Comité d’appel (Centre) 49040-09-24 Yuval Burger c. Directeur de la fiscalité immobilière, district central - part 11

juin 16, 2026
Impression

Comme en ressort de la jurisprudence et de la littérature juridique, L'exonération de la taxe d'amélioration pour un appartement éligible vise à faciliter la tâche de quelqu'un qui vend un appartement acheté non pas à des fins d'investissement, mais pour son usage personnel et privé.  L'octroi de l'exemption à un appartement éligible « repose sur le principe que l'appartement résidentiel de la famille est une propriété privée, achetée et disponible pour l'usage personnel de son propriétaire, et n'est pas un bien d'investissement, et qu'aucun impôt ne devrait donc être imposé sur l'amélioration au moment de sa vente(Yitzhak Hadari, Real Estate Taxation - Residential Apartment, Vol.  1, Partie Deux, p.  503 (Troisième édition, 2014) ; Voir aussi : Matière hébraïque, p.  599).  Un objectif similaire est le facteur d'exemption pour un appartement unique, qui ne conduit à une réduction de la taxe d'achat que dans les cas où, de manière significative, il ne s'agit pas de l'achat d'un second appartement, et que l'achat est effectué à des fins résidentielles.

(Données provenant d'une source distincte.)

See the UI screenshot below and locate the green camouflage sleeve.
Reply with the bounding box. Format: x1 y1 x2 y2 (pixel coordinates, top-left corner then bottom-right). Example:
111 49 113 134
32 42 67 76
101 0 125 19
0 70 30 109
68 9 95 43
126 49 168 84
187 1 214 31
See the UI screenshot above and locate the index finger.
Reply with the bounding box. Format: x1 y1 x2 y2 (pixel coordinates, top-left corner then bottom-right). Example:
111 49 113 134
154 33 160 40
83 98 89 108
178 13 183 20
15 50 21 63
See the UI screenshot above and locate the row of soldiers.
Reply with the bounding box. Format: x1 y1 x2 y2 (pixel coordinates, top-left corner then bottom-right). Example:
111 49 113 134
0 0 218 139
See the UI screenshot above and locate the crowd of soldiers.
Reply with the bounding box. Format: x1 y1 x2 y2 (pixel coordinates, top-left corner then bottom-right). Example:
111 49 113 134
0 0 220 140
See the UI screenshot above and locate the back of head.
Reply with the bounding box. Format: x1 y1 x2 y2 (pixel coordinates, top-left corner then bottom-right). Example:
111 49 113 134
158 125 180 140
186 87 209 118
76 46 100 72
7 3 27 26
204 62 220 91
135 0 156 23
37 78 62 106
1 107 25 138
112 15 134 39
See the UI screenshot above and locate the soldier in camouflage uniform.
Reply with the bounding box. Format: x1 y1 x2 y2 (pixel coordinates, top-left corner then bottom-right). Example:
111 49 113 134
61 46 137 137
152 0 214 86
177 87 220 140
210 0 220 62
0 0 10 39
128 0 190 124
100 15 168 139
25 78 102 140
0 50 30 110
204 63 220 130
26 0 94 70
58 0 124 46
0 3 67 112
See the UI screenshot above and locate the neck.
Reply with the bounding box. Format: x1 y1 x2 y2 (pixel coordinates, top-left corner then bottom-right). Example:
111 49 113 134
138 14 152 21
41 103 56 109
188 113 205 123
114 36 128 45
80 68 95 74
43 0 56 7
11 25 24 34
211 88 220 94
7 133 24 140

Conformément à la logique sous-jacente à l'octroi d'exemptions à un seul appartement et à un appartement éligible, la jurisprudence énumère deux objectifs pour que les conjoints soient considérés comme une seule unité familiale au sens de ces exemptions.  Voici ce qui est écrit dans ce contexte à propos de Shlomi :

« L'objectif de ces deux articles (qui traitent des exemptions pour un appartement unique et un appartement éligible - Sa Majesté) a été longuement discuté dans les jugements de l'affaire Ivri et de l'affaire Flam...  Cela a un double objectif : d'une part, ces sections visent à empêcher la planification fiscale illégitime, dans laquelle un certain nombre d'appartements utilisés par l'unité familiale sont enregistrés au nom de différents membres de la famille afin de maximiser le nombre d'exonérations de la taxe d'amélioration que l'unité familiale dans son ensemble peut recevoir lorsque le moment viendra.  Ce but était qualifié dans un sujet hébreu de « but négatif ».  D'autre part, la loi cherche à permettre à l'unité familiale, dans son ensemble, de satisfaire ses désirs et besoins (par opposition à ceux des individus qui composent l'unité familiale séparément), en partant du principe que les recettes de la vente de l'appartement résidentiel sont dans la plupart des cas utilisées pour acheter un autre appartement résidentiel pour l'ensemble de l'unité familiale.  Ce but était appelé en hébreu un « but positif ».  On voit que nous agissons en grande partie des deux côtés d'une même pièce.  » (ibid., au paragraphe 47 ; voir aussi : Affaire hébreu et Flam ; pour plus d'informations, voir : L'exemption pour les appartements résidentiels, pp.  93-95).